Freelance specialist lawyers could increasingly be deployed to work for in-house clients and boost internal workforces, according to the latest law firm to announce a new contract lawyer offering.
Corporate firm Addleshaw Goddard’s AG Integrate will place self-employed lawyers within its clients’ businesses for a ‘defined’ period of time, such as maternity or paternity cover. Lawyers could also be deployed internally to supplement the firm’s workforce during busy transaction periods.
Greg Bott (pictured), head of Addleshaw Goddard’s client development centre, said the profession was currently going through some ‘growing pains’.
‘The make up and composition of resource that we have in the legal sector is slightly shifting,’ Bott said. ‘People are looking at partnership, billable hours targets and different ways of continuing to do what they love, which is legal work, but without the pressure.’

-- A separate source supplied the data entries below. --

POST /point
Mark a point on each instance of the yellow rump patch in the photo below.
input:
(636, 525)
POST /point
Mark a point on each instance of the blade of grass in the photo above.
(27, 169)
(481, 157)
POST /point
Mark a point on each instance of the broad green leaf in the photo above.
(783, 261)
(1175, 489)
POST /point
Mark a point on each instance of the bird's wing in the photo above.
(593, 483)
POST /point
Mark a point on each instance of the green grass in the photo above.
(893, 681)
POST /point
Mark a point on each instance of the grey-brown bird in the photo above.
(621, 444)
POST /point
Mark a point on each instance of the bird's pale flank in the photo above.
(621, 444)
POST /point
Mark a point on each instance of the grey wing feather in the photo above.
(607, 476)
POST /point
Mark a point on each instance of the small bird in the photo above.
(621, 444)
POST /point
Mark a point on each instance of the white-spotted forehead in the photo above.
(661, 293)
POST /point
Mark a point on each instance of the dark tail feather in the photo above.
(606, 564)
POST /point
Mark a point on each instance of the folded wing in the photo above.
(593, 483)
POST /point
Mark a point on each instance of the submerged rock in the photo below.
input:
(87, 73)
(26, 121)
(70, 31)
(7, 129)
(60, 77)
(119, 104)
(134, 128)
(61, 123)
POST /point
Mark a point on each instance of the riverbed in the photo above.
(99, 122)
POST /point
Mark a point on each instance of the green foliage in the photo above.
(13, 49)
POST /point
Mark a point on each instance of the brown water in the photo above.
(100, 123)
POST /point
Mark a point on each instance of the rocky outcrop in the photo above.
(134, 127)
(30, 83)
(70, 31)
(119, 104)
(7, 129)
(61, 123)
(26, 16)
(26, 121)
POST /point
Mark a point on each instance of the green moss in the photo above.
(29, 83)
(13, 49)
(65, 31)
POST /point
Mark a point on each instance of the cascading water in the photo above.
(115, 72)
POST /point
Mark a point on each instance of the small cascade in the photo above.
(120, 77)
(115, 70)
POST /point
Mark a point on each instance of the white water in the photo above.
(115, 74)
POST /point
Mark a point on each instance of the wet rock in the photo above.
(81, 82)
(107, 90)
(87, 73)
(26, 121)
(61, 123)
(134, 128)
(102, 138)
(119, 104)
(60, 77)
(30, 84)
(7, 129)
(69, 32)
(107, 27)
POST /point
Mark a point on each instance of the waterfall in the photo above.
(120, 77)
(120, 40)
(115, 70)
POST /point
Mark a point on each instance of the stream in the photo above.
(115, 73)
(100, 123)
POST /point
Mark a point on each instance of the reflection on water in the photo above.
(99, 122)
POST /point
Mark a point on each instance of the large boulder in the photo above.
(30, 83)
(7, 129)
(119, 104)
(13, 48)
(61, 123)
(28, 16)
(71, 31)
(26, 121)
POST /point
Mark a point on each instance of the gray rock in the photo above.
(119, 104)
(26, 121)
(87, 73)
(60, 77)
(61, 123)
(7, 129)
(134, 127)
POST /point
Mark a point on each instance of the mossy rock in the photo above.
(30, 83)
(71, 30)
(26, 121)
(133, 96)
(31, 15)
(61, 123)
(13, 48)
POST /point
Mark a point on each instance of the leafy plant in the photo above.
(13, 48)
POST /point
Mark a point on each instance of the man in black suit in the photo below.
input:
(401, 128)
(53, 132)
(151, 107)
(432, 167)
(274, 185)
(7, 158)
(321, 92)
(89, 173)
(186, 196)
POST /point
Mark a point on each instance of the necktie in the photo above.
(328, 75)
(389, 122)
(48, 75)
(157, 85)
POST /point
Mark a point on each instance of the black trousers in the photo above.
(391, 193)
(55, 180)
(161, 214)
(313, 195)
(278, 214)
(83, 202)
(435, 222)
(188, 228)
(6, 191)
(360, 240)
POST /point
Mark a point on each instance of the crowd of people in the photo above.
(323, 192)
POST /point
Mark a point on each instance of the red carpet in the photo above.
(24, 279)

In-house clients, he added, were under pressure from chief executives to provide more from shrinking budgets. ‘Rather than carrying large overheads within their team, they’re thinking about how to access contract lawyers,’ Bott said.
Addleshaw Goddard’s new service marks a potential trend in the way firms develop and maintain links with their client without affecting their own manpower.
National firm Lewis Silkin established a service two years ago to provide employment lawyers to clients’ in-house teams. The firm has since extended this service to its media, brand and technology team.
Partner Russell Brimelow said the firm received so many requests for secondments, ‘we set up a team of people who just wanted to do that type of work’.